Мистер Симпсон был не из тех, кто умеет хранить тайны: что-нибудь узнав, он уже не мог удержаться от болтовни. На следующее утро он под каким-то предлогом призвал воспитателя своего сына и весьма напыщенно, с торжественной миной объявил ему, чтобы тот на всякий случай приготовился к отъезду, ибо, возможно, в ближайшие дни они вернутся к себе на юг. Важные дела, которые до сих пор удерживали его, то бишь мистера Симпсона, в Йоркшире, подходят к счастливому концу; его усилия, стоившие ему стольких трудов и волнений, наконец должны увенчаться успехом, и вскоре их семья обзаведется новым — и чрезвычайно высоким — родством.
— По-видимому, речь идет о сэре Филиппе Наннли? — спросил Луи Мур.
Вместо ответа мистер Симпсон взял понюшку табаку и разразился кудахтающим хихиканьем. Потом, вдруг вспомнив о своем достоинстве, умолк и предложил воспитателю заняться делом.

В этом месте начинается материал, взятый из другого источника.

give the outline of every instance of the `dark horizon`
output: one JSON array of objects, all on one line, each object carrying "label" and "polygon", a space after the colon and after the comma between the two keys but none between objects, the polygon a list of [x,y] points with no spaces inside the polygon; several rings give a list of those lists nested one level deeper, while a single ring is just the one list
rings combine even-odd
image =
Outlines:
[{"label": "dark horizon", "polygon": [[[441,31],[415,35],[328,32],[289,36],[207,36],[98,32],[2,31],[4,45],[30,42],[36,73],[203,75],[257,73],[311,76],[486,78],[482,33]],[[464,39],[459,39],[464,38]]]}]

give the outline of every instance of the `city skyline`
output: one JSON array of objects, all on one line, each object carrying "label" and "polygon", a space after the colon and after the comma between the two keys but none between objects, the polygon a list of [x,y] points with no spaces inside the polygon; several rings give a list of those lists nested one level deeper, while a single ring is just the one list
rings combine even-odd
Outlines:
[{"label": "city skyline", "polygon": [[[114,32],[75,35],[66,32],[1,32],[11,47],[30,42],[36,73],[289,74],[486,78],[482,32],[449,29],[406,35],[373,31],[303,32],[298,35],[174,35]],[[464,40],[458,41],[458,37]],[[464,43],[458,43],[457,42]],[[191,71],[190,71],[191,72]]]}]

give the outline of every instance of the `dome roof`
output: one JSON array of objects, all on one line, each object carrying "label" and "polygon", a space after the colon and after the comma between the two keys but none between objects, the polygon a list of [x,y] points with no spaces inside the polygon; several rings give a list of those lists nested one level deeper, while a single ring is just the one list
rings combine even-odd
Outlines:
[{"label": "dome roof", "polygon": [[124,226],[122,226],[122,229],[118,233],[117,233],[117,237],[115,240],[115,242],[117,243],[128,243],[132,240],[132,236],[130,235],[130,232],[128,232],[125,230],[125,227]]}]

В продолжение следующих двух дней мистер Симпсон был кроток, как голубица, но беспокойство снедало его, и когда он ходил, то поступью напоминал скорее курицу, прыгающую по горячим углям. Он то и дело выглядывал в окно, прислушиваясь, не раздастся ли стук колес. Жена Синей Бороды не была и вполовину так любопытна, как мистер Симпсон. Он ждал, когда последует формальное предложение, когда его призовут для совета, когда пошлют за адвокатами и когда, наконец, приступят к обсуждению контракта и начнутся прочие восхитительные светские хлопоты обставленные с должной пышностью.
И вот письмо пришло. Мистер Симпсон собственноручно передал его мисс Килдар: он знал почерк и узнал печать баронета по гербу. Он не видел, как Шерли вскрыла письмо, потому что она сразу ушла с ним в свою комнату, и не видел ответа, потому что она писала его у себя взаперти, и писала долго почти полдня! На его вопрос, дала ли она ответ, Шерли коротко сказала: «Да».